# Friends in Milan



## imrandel07 (Sep 17, 2010)

Hey, I have just moved to Milan for my long term venture. I am 26 yr old guy. Completely new to place and eager to learn Italian as well. I was wondering if I can get some friend through this forum who can help me learning Italian. I can teach English in return and we can be a great pal too.


----------



## amgm0210 (Sep 19, 2010)

*Milan*



imrandel07 said:


> Hey, I have just moved to Milan for my long term venture. I am 26 yr old guy. Completely new to place and eager to learn Italian as well. I was wondering if I can get some friend through this forum who can help me learning Italian. I can teach English in return and we can be a great pal too.


Hi, I've been living in Milan for quite some time, and also looking for new friends. I do speak Italian and can teach you a few sentences. I can also give you a rough idea about Milan and the surroudings.

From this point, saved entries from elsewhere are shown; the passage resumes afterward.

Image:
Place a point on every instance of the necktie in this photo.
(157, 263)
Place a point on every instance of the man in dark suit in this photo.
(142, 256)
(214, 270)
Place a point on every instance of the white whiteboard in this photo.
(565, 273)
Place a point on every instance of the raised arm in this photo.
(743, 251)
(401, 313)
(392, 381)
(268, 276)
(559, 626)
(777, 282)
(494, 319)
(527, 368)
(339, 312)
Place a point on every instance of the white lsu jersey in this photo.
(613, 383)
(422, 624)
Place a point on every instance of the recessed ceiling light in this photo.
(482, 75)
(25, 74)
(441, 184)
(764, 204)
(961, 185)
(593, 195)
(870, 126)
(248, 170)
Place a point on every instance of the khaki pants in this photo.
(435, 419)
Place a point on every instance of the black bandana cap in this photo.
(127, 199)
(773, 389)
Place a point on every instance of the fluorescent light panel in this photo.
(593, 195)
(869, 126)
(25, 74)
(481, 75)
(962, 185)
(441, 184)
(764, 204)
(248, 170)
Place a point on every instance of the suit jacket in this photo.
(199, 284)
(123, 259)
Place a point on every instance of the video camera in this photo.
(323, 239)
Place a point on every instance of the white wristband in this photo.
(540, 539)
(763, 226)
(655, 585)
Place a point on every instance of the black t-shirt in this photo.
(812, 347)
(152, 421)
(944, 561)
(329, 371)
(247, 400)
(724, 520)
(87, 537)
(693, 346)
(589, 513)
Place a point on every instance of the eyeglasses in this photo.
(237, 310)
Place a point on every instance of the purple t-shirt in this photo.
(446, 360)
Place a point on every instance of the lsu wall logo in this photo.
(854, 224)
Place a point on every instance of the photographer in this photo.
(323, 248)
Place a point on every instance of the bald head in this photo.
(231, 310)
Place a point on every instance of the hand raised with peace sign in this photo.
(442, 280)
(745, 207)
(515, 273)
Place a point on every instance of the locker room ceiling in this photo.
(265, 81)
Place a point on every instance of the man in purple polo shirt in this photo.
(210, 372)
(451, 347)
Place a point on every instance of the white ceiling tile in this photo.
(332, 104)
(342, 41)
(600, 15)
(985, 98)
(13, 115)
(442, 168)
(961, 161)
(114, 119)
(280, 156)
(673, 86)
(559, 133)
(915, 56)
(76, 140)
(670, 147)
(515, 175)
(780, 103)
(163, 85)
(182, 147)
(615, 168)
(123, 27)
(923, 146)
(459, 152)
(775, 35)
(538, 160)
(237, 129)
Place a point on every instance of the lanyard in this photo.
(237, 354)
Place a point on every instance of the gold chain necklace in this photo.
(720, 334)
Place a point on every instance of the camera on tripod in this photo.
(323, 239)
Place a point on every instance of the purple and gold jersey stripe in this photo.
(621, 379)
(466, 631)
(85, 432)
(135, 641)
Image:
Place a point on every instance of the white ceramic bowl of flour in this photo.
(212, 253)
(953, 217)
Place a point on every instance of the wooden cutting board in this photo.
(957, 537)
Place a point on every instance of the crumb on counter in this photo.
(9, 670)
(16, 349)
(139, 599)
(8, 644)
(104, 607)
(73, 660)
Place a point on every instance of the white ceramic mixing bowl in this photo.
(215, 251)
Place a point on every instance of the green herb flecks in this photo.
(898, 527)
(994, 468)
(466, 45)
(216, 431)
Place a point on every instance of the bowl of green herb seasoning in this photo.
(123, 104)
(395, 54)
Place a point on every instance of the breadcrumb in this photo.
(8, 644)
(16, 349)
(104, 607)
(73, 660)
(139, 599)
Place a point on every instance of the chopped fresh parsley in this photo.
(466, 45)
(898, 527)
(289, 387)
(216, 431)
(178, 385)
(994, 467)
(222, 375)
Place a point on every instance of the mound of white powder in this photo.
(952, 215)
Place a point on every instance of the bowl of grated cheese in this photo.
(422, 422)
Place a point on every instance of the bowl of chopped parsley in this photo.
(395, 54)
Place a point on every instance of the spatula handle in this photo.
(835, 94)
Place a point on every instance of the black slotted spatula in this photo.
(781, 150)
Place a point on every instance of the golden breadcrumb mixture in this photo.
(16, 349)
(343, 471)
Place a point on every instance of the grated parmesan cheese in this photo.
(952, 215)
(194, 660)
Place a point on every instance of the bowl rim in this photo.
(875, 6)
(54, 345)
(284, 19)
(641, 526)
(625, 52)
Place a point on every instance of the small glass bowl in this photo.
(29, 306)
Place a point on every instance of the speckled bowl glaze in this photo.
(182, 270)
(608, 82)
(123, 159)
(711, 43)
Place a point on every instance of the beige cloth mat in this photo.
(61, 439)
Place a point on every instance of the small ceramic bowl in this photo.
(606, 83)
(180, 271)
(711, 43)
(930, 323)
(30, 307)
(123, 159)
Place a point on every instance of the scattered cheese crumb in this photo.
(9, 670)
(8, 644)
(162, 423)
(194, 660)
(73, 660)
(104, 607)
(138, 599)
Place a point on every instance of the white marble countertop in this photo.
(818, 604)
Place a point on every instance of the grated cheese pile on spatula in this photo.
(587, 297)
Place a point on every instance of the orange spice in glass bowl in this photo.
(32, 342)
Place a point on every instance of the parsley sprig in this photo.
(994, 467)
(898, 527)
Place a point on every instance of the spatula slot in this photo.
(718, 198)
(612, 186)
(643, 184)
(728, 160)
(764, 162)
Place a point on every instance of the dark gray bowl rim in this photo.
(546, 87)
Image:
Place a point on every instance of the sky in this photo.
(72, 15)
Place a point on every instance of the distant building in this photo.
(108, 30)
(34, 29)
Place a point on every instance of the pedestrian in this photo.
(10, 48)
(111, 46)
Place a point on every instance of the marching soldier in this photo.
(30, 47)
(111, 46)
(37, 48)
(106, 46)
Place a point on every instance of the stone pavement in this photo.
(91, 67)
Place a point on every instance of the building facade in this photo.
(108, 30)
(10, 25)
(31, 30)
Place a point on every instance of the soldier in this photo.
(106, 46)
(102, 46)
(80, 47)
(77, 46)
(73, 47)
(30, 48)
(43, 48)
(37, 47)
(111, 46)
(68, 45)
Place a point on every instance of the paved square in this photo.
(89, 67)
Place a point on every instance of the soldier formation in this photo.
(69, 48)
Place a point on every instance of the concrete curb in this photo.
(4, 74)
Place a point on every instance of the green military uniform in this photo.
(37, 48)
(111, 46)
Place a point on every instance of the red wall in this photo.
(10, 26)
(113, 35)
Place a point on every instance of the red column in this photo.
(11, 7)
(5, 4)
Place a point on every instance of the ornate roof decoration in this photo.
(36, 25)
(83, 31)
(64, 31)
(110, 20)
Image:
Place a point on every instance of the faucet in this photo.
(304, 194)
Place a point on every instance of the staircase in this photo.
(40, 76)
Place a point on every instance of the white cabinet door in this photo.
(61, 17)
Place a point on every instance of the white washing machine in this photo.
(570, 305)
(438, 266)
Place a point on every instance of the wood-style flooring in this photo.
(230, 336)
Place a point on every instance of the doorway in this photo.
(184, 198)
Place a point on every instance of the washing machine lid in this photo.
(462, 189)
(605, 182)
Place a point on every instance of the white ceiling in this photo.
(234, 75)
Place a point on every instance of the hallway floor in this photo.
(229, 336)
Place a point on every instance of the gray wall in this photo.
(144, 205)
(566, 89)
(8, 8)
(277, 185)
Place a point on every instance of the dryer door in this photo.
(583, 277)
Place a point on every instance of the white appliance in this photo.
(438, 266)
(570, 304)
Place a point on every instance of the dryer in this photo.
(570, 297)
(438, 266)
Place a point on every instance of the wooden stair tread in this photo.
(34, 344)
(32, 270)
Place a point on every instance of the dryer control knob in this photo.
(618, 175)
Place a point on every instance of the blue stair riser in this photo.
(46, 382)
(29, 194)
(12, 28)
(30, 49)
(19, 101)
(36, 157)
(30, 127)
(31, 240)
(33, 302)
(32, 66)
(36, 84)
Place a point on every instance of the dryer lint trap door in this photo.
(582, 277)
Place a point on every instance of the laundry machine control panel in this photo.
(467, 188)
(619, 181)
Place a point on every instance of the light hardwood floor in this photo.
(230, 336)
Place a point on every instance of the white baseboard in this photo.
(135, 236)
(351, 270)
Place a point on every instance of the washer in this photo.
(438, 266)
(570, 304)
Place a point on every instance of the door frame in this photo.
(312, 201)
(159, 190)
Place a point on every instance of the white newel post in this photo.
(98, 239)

By the way, what's your background and what is the project that brought you to Italy?

Regards

Tim


----------



## imrandel07 (Sep 17, 2010)

amgm0210 said:


> Hi, I've been living in Milan for quite some time, and also looking for new friends. I do speak Italian and can teach you a few sentences. I can also give you a rough idea about Milan and the surroudings.
> 
> By the way, what's your background and what is the project that brought you to Italy?
> 
> ...


Hi Tim,

I am originally from India but was in US for the last one year. I got this good long term research opportunity in Milan so I have moved here. How about you? Its good you know Italian, How long have you been here?

Sid


----------